8. An endoscope system according to any one of claims 1 to 7, The light source device is an endoscope system that obtains a desired amount of light emission by controlling the current applied to the first light source and the second light source.
9. The endoscopic system according to claim 8, The light source device is an endoscope system that controls the amount of light emitted by superimposing a pulse-modulated pulsed current onto the applied current.
10. An endoscope system according to any one of claims 1 to 9, The optical element is an endoscope system that transmits the blue light emitted from the first light source.
11. An endoscope system according to any one of claims 1 to 10, The endoscopic system includes a processor that receives an image signal from the endoscope, outputs an observation image, and performs image processing to enhance and display vascular information within the observation image.
12. An endoscope system according to any one of claims 1 to 11, An endoscope system comprising a processor that receives an image signal from the endoscope, outputs an observation image, applies a color conversion coefficient according to the observation light mode, and corrects the color tone of the observation image.

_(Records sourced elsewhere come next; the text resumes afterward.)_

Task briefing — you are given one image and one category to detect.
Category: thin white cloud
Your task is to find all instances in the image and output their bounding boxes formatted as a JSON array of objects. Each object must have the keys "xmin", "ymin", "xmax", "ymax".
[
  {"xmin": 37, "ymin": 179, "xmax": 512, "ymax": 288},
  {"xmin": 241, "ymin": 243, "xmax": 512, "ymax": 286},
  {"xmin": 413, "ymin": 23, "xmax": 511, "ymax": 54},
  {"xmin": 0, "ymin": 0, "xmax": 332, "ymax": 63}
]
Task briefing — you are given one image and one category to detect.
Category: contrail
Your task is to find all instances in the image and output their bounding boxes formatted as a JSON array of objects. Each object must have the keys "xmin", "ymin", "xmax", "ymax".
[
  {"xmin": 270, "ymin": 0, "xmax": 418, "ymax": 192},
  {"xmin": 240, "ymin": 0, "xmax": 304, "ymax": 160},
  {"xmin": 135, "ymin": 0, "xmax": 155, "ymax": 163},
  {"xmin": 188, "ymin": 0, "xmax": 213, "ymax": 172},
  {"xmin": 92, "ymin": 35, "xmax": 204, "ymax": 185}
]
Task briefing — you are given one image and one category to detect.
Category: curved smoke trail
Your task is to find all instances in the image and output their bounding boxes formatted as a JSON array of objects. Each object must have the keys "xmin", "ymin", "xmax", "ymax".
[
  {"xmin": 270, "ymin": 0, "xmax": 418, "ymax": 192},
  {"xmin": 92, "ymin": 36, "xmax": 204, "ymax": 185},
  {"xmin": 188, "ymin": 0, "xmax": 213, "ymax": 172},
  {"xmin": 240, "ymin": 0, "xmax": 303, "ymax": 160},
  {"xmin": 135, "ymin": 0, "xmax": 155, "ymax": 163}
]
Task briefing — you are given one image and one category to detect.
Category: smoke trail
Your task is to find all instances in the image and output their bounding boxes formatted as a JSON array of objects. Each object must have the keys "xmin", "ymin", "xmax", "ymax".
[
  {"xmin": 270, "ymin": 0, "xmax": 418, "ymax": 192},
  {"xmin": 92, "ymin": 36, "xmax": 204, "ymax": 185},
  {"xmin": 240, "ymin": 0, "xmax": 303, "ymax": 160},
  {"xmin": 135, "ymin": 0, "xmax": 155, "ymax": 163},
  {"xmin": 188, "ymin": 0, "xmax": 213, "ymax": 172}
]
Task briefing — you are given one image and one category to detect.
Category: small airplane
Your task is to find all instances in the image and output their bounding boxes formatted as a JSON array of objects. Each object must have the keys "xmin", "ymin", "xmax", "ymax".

13. An endoscope system according to any one of claims 1 to 12, The aforementioned switching unit is an endoscope system in which a switch or button can switch between multiple preset emission light intensity levels.
14. An endoscope system according to any one of claims 1 to 13, An endoscope system in which the switching unit automatically sets a preset amount of emitted light based on the operator's identification information or the individual identification information of the endoscope.
15. An endoscope system according to any one of claims 1 to 14, The light source device has a third light source that emits red light, The processor is an endoscope system capable of individually adjusting the amount of light emitted from each of the aforementioned light sources.
16. An endoscope system according to any one of claims 1 to 15, An endoscope system in which either the first light source or the second light source is set to the short wavelength side, straddling the maximum peak wavelength of the hemoglobin absorption spectrum, and the other is set to the long wavelength side.
17. An endoscope system according to any one of claims 1 to 16, An endoscope system in which at least one of the first light source and the second light source is a light-emitting diode.
18. An endoscope system according to any one of claims 1 to 17, The wavelength conversion member is an endoscope system containing a phosphor material.
19. An endoscope system according to any one of claims 1 to 18, An endoscope system in which the processor records an observation image with added information regarding the observation light mode.
20. An endoscope system according to any one of claims 1 to 19, An endoscope system in which the processor receives an image signal from the endoscope, outputs an observation image, and performs image processing to correct the color tone or brightness of the observation image according to the observation light mode.